MEX BRASIL – Você falou sobre seu filho e vocês vêm de uma construção de uma empresa familiar. Você já pensa em sucessão?

César Kulpa – A questão de sucessão familiar é algo desafiador, certamente. O meu filho hoje já é o Diretor de Operações e está bastante envolvido em toda a dinâmica da empresa. E posso dizer para vocês que é uma grata surpresa. A gente está se preparando para esse momento, mas se ele não tiver interesse, obviamente a gente vai acabar profissionalizando a
gestão. Para isso já iniciamos um processo de governança. Mas eu acredito que ele tem um perfil para isso. Ele hoje está com 34 anos. Também minha filha, trabalhou por muitos anos em uma grande empresa de auditoria, com larga experiência em
consultoria e gestão. Hoje ela não atua na área, mas é uma menina que tem um conhecimento muito importante. Pouco a pouco está se interessando no negócio. Atualmente ela mora no litoral de Santa Catarina, mas acredito que mesmo à distância vai poder nos ajudar. Então já estou passando algumas coisas para ela já começar a auditar para nós.

 

MEX BRASIL – Aquele menino de 18 anos, que buscava uma ocupação quando saísse do quartel, está satisfeito com o  empresário de hoje?

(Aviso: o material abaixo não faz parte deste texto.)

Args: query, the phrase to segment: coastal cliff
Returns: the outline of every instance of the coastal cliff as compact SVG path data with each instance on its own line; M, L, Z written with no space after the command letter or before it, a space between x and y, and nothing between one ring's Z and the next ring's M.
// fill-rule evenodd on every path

César Kulpa – Ah, eu acho que sim. Eu me sinto muito grato por tudo que eu tive e que eu tenho. Certamente nessa trajetória eu passei por alguns momentos muito desafiadores. Mas eu digo que a gente vai amadurecendo, a gente vai criando uma casca que é imprescindível para a vida. E a gente vai aprendendo a ter um olhar diferente também. Então, sim, posso dizer para o menino que ele deu certo.

 

MEX BRASIL – Como é que você se desenvolveu ao longo de tantas décadas? Você nos contou que sua grande escola foi realmente a Romanha. Como isso aconteceu?

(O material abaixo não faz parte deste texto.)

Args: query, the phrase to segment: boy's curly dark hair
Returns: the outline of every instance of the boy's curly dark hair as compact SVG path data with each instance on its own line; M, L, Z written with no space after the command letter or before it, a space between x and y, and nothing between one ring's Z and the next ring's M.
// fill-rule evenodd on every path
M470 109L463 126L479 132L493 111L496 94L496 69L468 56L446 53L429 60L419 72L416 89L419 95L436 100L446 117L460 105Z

César Kulpa –Network. O segredo está no network. Quando a gente acha que sabe tudo na vida, a gente não aprende. E a troca de experiências, ela tem que ser com visões distintas. Se eu for conviver com pessoas exclusivamente do meu setor, eu vou ficar limitado. Então, esse tipo de encontro do MEX, por exemplo, eu valorizo muito, porque é aí que a gente realmente cresce, troca experiência. Quando você ocupa um nível de C-Level, que é o número um da empresa, você na verdade está em uma cadeira isolada, a gente está sempre muito sozinho. Logo, buscar pares que você possa trocar experiências, impressões. Essa é uma troca de experiência bastante rica. Então, posso afirmar que o meu desenvolvimento foi muito assim. Onde eu realmente mais aprendi foi no Network.

 

MEX BRASIL – O que esperar da Romanha daqui a 10, 20 anos?

César Kulpa – Olha, acredito que a Romanha tenha potencial pra ser uma das maiores empresas de massas
frescas do país. Hoje a massa desidratada representa apenas 10% do nosso negócio, todo o resto é massa
fresca. Temos cerca de 250 empregados e estamos investindo pesado em novas tecnologias. A gente já
desenvolveu linhas que são semiautomáticas e com isso conseguimos ter uma produtividade maior em relação a alguns concorrentes. Mas esse é só o início, temos projetos de ser ainda mais automatizados, e assim em nossos planos também está o investimento no desenvolvimento e capacitação dos nossos empregados. Estamos justamente agora trabalhando no estabelecimento de boas parcerias comerciais em outras regiões, para ampliar nossa capilaridade. O nosso produto, na  hora que entrar no PDV (ponto de venda), performa muito bem e com parcerias e crescimento planejado conseguiremos ampliar a entrega de massas frescas e demais produtos Romanha para muitas outras regiões. Com tudo isso, acredito que poderemos ser uma empresa referência não só em nível local, mas também internacional nos próximos 10 ou 20 anos. Agora é lógico que esse crescimento é um desafio robusto, porque o país é muito grande. Quando a gente fala de logística, atualmente é possivelmente nosso maior custo. Por isso que a tecnologia já está ajudando em muitos processos e acreditamos que nos ajudará ainda mais no futuro.